Now, in saying that I will be the first to admit that this past year has seen a number of fine movies. And no movie studio has taken a greater chance than on the creative genius and ability of Peter Jackson than New Line Cinema and their backing of the Lord of the Rings Trilogy. What an uncommonly huge undertaking. I can only hope that the success of these movies has paved the way for change in the years to come. Because, lets face it, movie-quality such as LOTR is most certainly in the minority and what we are left with for the remaining 9 or 10 months out of the year is usually, well…shit!
Think about it. Please, think about it.
When was the last time you were able to pick up a local listing of movies currently playing and NOT see multiple showings of the latest remake, movie version of a previously run television show, movie based on a video game or comic book hero come to life to fight all the wrong doings of the world? I’m wiling to bet that anyone reading this article would be hard pressed to answer this question truthfully and honestly.
At first it was fun. Now it’s just gotten obnoxious.
I’m not sure which of the above referenced categories bothers me the most. It tends to change from week to week, or should I say from new release to new release. Right now I’m probably riding the “what’s with all of these damned remakes” wave. Is it just me or does it seem as if Hollywood has given up completely on the thought process and willingly handed over all power and control to those damned dirty apes?
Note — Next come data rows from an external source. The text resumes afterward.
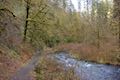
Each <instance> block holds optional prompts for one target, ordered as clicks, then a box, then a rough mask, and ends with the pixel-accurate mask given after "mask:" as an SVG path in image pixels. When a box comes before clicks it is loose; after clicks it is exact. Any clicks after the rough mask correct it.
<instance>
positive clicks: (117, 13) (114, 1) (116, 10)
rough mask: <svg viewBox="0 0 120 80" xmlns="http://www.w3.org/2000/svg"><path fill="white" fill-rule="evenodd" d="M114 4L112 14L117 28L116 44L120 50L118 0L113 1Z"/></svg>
mask: <svg viewBox="0 0 120 80" xmlns="http://www.w3.org/2000/svg"><path fill="white" fill-rule="evenodd" d="M113 3H114V11H113V12H114V13H113V17H114V20H115V22H117V26H118V43H119V48H120V0H113Z"/></svg>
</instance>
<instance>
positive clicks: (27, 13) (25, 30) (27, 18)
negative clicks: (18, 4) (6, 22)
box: [23, 0, 30, 41]
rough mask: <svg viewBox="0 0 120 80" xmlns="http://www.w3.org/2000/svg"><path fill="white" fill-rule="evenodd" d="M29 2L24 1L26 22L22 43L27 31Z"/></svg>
mask: <svg viewBox="0 0 120 80" xmlns="http://www.w3.org/2000/svg"><path fill="white" fill-rule="evenodd" d="M29 2H30V1H29V0H27V1H26V3H27V5H26V22H25V28H24V38H23V41H26V36H27V30H28V20H27V19H28V17H29V9H30V7H29Z"/></svg>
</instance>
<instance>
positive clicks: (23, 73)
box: [10, 52, 40, 80]
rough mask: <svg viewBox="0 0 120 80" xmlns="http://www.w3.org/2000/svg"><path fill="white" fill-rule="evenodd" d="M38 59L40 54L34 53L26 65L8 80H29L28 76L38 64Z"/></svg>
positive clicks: (39, 57)
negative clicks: (35, 66) (35, 53)
mask: <svg viewBox="0 0 120 80" xmlns="http://www.w3.org/2000/svg"><path fill="white" fill-rule="evenodd" d="M39 58H40V52H36V54H35V55H34V56H33V57H32V58H31V59H30V60H29V61H28V62H27V63H26V65H25V66H23V67H22V68H20V69H19V70H18V71H17V72H16V74H15V75H14V76H13V77H12V78H11V79H10V80H31V79H30V76H29V74H30V72H31V71H33V70H34V68H35V66H36V65H37V64H38V62H39Z"/></svg>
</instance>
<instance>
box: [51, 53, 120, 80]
mask: <svg viewBox="0 0 120 80" xmlns="http://www.w3.org/2000/svg"><path fill="white" fill-rule="evenodd" d="M53 58H54V59H55V60H56V61H57V62H59V63H60V64H63V65H64V67H65V68H66V69H68V68H73V69H74V71H75V73H76V75H78V76H80V79H81V80H120V66H113V65H105V64H97V63H92V62H86V61H80V60H77V59H74V58H72V57H71V56H70V55H69V54H67V53H66V52H59V53H57V54H55V55H53Z"/></svg>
In all seriousness, though, what the hell is with Hollywood’s abnormal infatuation with remakes? Did I miss some breaking news from the entertainment industry? Has it been mandated from above that any decent movie, regardless of age or popularity, be given a whole new look to satisfy the masses every 15 to 20 years? Does anyone even pretend to understand what’s going on?
Well, let’s take a quick peak at what we have to look forward to in the not so distant future.
Dawn of the Dead. George A. Romero’s cult horror classic is being given a new look for release later this year. I can only imagine the ravings of all those lunatic Romero fans. And I’m not even talking about the living dead.
Willie Wonka and the Chocolate Factory. Holy Shit! Why?! And of all people to be attached to this project, Tim Burton should know better. Then again, look at the work he did with Planet of the Apes. But of course he claimed that that excursion was not a “remake.” It was just Tim’s take on Pierre Boulle’s 1963 novel. Come on Tim, who exactly do you think you’re trying to fool? Swallow your ego and admit the facts. REMAKE!
The Stepford Wives. Does Nicole Kidman* have nothing better to do? Is it a personal goal of hers to be in as many movies possible each and every year? Sure she’s a beautiful and talented actor but an updated version of the Stepford Wives? Is it really necessary?
Latest whisperings have it that my previously mentioned hero, Peter Jackson, will be taking it upon himself to remake King Kong. This will be remake number 2 for that particularly beaten dog. Sorry Petey, but what the hell are you thinking? Turn away from the light, look away from the light. For God’s sake man, before it’s too late.
Unfortunately the list goes on and on and I don’t see any end in sight. And remember that this is just pertaining to what I have come to refer to as “remakitis” or more commonly known as “myideassucces” syndrome. It’s a common ailment that seems to be rapidly overcoming the Hollywood community and I beg all of you to make a personal commitment to help in finding a cure. Please, before it’s too late. Before I turn around and see a listing for Alien, starring Johnny Depp as Lt. Ripley. Oops. That’s right. He’ll be too busy playing Willy Wonka. Shame shame, Johnny, we all know your name.